Lower crude oil prices, Western sanctions and European push for energy independence combined to shave 36% off Russia’s oil and gas tax collection for last month, compared to a year ago, Bloomberg reports, citing the Russian Finance Ministry.
Crude oil and oil products, which accounted for some 75% of Moscow’s total hydrocarbon revenues in May, saw a 31% drop in budget proceeds for Moscow compared to a year ago based on calculations made by Bloomberg using Finance Ministry data. Bloomberg notes that Russian Urals crude was selling for an average of $53.34 per barrel in May.
Natural gas tax revenues also shed 46% last month, compared to a year ago, while tax income from the collection of tariffs on natural gas exports shed 81%.
In April, Reuters reported that Russia’s budget revenues from oil and gas had fallen by 64% year-on-year, and by 5.9% month-on-month due higher subsidies to oil refineries.
According to the U.S. Treasury Department, in the wake of the implementation of the G7’s price cap policy on Russian crude, Moscow’s oil revenues fell “substantially” compared to pre-war levels.
From January to March this year, the Treasury Department said the Russian federal government’s oil revenues had dropped over 40%, falling to 23% of the budget–down from 30-35% of the budget prior to launching the war on Ukraine.
“Russian exports have continued to flow, contributing to global oil market stability. Even as global oil prices have remained stable, the price of Russian oil has fallen significantly—driving down the Kremlin’s revenue,” the Treasury Department said in a statement.
“Immediately after the invasion, Russia received windfall profits on an oil price spike created by its war in Ukraine.
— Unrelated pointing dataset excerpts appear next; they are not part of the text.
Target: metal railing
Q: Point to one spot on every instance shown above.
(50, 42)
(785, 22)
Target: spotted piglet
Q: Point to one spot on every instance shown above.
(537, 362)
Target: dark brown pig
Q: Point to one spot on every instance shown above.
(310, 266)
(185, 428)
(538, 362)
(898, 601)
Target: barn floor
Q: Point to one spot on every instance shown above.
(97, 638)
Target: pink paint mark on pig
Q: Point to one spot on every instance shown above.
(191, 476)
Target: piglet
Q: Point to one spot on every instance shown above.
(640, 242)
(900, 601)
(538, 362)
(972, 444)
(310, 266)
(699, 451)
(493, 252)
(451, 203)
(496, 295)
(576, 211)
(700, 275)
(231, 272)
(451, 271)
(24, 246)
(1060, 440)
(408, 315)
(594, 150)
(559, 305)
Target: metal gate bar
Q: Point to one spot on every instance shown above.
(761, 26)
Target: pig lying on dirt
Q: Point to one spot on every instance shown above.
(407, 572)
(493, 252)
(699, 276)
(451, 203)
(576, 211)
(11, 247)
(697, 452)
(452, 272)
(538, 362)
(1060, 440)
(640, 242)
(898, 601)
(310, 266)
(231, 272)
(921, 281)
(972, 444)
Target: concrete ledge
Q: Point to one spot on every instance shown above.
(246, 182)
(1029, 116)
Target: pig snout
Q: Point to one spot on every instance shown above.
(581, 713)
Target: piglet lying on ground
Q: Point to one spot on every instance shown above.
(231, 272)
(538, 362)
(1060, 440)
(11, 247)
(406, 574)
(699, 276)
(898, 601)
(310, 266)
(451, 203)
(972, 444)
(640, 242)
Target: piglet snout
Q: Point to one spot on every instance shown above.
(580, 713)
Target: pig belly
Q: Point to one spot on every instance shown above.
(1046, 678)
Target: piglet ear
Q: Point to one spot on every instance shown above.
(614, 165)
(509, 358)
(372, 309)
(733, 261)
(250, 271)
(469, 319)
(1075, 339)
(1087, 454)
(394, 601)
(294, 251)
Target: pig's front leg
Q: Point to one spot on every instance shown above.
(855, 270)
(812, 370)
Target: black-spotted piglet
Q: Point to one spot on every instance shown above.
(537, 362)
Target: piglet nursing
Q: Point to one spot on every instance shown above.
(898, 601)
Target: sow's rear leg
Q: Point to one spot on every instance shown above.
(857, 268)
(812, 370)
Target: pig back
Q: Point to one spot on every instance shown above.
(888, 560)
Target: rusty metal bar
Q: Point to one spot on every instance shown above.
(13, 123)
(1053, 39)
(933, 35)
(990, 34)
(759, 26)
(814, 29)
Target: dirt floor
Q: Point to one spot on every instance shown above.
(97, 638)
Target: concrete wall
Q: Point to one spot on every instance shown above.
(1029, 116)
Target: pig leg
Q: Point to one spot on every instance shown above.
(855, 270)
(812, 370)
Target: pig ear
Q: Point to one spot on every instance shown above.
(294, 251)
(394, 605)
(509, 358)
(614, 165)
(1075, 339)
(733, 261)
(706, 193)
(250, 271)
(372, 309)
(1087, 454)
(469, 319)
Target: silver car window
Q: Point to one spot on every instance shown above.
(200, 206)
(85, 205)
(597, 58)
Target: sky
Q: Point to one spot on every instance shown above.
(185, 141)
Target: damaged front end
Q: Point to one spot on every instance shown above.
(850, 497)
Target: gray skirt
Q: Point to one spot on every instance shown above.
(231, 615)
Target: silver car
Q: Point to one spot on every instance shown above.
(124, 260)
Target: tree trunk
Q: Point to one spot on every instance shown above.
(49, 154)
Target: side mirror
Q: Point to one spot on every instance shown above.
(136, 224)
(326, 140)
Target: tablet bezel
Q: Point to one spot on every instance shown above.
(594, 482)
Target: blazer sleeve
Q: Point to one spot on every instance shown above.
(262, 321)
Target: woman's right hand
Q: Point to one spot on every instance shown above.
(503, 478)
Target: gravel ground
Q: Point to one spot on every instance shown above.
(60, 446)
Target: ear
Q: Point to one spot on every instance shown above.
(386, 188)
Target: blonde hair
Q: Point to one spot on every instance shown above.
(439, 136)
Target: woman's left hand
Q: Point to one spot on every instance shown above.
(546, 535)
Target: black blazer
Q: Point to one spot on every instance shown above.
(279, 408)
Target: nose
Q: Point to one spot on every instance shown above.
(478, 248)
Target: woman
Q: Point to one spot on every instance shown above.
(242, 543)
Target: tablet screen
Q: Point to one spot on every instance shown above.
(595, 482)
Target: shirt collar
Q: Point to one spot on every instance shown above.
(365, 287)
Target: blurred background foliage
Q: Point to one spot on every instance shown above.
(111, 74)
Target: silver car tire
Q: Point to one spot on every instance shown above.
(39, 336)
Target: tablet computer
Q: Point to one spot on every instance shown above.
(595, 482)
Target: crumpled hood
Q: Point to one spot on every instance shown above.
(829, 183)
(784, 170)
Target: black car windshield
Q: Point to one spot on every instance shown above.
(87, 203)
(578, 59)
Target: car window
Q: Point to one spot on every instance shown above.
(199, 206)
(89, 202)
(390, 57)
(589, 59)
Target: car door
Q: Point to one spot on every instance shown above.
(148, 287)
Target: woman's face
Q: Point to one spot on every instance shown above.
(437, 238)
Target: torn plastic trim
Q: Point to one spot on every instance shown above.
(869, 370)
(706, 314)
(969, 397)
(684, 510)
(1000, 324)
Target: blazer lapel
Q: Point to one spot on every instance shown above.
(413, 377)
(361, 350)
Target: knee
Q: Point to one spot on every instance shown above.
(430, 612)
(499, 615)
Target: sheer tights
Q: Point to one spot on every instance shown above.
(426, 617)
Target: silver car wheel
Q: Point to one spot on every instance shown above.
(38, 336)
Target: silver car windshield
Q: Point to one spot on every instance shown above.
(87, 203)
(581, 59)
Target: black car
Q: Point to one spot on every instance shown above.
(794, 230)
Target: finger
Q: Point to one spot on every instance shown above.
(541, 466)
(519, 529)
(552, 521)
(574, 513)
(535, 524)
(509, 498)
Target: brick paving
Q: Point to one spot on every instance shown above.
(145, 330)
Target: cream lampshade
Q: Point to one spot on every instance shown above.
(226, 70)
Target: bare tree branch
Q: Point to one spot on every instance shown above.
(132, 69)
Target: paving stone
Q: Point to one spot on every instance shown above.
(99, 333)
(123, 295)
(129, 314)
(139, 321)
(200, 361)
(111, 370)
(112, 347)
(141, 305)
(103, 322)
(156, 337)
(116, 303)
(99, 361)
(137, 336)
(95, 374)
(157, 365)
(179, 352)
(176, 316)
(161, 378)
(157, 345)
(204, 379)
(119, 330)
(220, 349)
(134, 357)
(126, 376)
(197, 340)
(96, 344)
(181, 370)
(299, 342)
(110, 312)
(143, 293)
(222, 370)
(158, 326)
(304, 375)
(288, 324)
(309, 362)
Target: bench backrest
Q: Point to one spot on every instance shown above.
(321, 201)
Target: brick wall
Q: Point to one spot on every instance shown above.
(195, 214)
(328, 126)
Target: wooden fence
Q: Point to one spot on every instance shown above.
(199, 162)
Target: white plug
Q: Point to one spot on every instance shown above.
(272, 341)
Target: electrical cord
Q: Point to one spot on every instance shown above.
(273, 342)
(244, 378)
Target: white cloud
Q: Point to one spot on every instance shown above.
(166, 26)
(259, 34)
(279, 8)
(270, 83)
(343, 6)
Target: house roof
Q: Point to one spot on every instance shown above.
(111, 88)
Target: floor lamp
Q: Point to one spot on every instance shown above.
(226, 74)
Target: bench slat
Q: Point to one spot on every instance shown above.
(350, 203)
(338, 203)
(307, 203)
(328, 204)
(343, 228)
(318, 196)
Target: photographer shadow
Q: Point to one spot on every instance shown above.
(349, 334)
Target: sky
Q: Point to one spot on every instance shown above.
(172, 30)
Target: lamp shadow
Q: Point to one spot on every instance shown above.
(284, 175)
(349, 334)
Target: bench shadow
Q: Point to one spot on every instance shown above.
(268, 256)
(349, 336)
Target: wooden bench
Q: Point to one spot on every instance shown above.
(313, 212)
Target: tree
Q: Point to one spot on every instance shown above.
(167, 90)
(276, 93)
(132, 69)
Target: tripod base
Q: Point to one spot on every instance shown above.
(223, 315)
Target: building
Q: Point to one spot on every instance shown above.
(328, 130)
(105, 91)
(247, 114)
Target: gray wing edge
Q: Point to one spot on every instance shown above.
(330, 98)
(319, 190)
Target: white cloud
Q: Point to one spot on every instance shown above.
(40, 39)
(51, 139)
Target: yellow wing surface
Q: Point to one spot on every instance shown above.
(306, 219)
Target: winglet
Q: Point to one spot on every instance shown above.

But today, the price cap policy is taking that windfall off the table, which allows for low- and middle- income countries to purchase oil while at the same time making it increasingly challenging for Russia to finance its aggression,” the statement continued.
Reuters noted on Monday that Moscow has recorded a budget deficit of around $42 billion in the first four months of this year amid soaring spending on the war in Ukraine, combined with falling energy revenues for war-time coffers.